Login to Databricks Cluster

Click on workspace in the left side pane

Databricks

Upload fire-spark_2_3-core-3.1.0-jar-with-dependencies.jar from localmachine on Clicking on Drop JAR here

Databricks

Once fire-spark_2_3-core-3.1.0-jar-with-dependencies.jar uploaded, Click on Create

Databricks
  • Check the box with Install automatically on all clusters, Inorder to avoid uploading manually to every cluster.
Databricks

Configure the Uploaded Library in Fire Insights

Configure the path of the uploaded fire core jar library in Databricks in Fire Insights.

This has to be done under Administration/Configuration.

Databricks

Configure app.postMessageURL

Configure app.postMessageURL to be the public IP of the machine. It has to be accessible from the Databricks Cluster.

Databricks

Install Databricks JDBC Driver

Fire needs the Databricks JDBC Driver to be installed. Install it in the fire-user-lib folder of the Fire installation.

You can download the Databricks JDBC Driver from the Databricks site :

The driver is available as a zip file. eg: SimbaSparkJDBC-2.6.3.1003.zip

  • Unzip the downloaded file.

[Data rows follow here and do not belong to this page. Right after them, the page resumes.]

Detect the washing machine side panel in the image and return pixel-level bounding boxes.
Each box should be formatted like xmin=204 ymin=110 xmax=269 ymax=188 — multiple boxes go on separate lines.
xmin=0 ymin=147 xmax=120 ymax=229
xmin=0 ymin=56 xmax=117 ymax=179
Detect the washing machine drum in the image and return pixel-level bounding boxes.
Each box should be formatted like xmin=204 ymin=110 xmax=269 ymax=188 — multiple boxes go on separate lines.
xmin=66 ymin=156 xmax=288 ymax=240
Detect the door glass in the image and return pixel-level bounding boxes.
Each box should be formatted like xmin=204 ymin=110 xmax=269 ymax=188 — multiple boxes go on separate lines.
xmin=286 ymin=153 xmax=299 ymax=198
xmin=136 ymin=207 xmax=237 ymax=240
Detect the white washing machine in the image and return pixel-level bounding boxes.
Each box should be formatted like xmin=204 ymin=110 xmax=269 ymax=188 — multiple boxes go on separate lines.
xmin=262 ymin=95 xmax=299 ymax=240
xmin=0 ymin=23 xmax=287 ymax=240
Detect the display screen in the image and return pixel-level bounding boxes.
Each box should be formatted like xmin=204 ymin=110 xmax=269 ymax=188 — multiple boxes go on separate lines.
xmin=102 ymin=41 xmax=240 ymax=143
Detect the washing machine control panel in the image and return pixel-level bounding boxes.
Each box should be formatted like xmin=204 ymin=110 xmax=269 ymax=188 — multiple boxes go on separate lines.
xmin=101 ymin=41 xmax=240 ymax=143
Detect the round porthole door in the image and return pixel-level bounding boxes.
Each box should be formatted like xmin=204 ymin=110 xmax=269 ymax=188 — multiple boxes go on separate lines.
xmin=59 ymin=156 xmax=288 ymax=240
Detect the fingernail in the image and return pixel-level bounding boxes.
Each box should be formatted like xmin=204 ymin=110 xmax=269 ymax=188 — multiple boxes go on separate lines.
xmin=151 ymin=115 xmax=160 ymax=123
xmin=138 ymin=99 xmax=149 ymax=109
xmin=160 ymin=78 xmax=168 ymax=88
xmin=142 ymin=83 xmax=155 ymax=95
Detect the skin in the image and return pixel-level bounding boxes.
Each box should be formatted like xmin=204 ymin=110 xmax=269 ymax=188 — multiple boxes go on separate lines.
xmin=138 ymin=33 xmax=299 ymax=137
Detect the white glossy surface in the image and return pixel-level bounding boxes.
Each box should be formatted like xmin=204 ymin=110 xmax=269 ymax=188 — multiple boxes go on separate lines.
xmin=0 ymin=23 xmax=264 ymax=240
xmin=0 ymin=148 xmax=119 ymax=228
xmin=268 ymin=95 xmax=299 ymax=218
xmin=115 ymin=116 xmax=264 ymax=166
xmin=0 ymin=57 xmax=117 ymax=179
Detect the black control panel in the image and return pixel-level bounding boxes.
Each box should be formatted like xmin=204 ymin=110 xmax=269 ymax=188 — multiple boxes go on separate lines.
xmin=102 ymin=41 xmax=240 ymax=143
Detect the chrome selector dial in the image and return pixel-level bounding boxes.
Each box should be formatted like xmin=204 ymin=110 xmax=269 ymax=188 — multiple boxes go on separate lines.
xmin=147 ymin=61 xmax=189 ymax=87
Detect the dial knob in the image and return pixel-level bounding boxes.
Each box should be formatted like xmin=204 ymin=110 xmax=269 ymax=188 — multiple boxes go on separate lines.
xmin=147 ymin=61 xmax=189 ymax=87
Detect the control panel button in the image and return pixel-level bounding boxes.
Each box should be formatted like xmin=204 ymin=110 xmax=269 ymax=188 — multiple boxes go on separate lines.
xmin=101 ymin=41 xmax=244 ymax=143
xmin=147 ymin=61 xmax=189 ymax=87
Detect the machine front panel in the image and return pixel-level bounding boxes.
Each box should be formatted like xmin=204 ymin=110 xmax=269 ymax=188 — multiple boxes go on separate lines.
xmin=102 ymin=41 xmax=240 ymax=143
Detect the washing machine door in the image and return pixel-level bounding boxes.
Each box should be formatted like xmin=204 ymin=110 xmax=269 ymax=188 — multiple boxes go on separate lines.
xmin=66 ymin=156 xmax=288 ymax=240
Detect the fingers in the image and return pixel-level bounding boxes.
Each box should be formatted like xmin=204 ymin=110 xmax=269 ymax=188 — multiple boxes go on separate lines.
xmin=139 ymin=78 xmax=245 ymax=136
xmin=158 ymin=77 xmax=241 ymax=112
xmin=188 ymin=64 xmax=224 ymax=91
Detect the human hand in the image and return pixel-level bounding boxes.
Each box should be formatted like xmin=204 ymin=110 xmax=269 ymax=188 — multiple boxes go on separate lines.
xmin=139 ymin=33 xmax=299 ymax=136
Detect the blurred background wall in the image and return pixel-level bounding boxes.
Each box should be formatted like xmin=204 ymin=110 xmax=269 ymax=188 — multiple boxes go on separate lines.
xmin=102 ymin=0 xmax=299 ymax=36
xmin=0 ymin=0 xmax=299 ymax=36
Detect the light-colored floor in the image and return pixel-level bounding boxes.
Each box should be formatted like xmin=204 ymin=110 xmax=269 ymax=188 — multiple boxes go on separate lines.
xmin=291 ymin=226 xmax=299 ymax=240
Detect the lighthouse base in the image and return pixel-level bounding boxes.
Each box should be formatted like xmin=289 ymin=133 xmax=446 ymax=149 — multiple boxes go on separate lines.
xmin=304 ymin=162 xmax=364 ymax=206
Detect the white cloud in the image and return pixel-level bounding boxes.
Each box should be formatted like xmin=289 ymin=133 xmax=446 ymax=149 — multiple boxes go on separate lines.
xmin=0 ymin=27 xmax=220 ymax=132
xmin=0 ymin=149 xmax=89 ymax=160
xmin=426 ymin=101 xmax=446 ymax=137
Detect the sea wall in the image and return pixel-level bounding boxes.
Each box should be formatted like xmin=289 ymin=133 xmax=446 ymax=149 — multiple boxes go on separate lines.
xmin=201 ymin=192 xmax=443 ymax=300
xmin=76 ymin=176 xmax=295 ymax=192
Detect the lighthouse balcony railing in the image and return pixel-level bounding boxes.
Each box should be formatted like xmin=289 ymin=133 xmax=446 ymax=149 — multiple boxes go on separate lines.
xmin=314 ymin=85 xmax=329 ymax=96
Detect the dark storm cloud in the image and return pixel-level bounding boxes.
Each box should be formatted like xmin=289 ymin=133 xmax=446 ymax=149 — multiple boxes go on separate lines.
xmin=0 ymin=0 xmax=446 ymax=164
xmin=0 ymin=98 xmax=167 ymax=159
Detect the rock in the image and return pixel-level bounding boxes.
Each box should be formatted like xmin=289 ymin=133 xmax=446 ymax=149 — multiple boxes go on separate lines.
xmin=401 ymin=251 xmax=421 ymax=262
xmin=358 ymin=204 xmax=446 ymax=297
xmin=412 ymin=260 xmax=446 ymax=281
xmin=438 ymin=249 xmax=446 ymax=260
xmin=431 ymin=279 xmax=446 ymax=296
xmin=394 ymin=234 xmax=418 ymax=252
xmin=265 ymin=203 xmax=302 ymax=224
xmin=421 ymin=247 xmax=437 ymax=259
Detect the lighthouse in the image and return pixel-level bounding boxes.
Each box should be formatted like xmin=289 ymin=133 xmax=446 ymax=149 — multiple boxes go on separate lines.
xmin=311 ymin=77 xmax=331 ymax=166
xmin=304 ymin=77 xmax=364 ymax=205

It will create a directory like SimbaSparkJDBC-2.6.3.1003
  • Copy the jdbc jar file named SparkJDBC4.jar into fire-x.y.z/fire-user-lib and fire-x.y.z/fire-server-lib

Create your REST API token in Databricks

Create your token in Databricks. It would be used in making REST API calls to Databricks from Fire Insights.

Login to your Databricks Account

Click on Account icon in right corner top

Databricks

Click on User Settings

Databricks

Click on Generate New Token

Databricks

Add comment & Lifetime(days) for token expiry & Click on Generate

Databricks

Copy the token generated and Click on DONE

Databricks

Create Databricks Connection

Create a connection in Fire Insights under your Application for connecting to Databricks.

  • Specify your Databricks Token.
  • Specify the Databricks JDBC URL of your cluster in Databricks.
Databricks

Now we are ready to start using the Databricks Connection in workflows etc.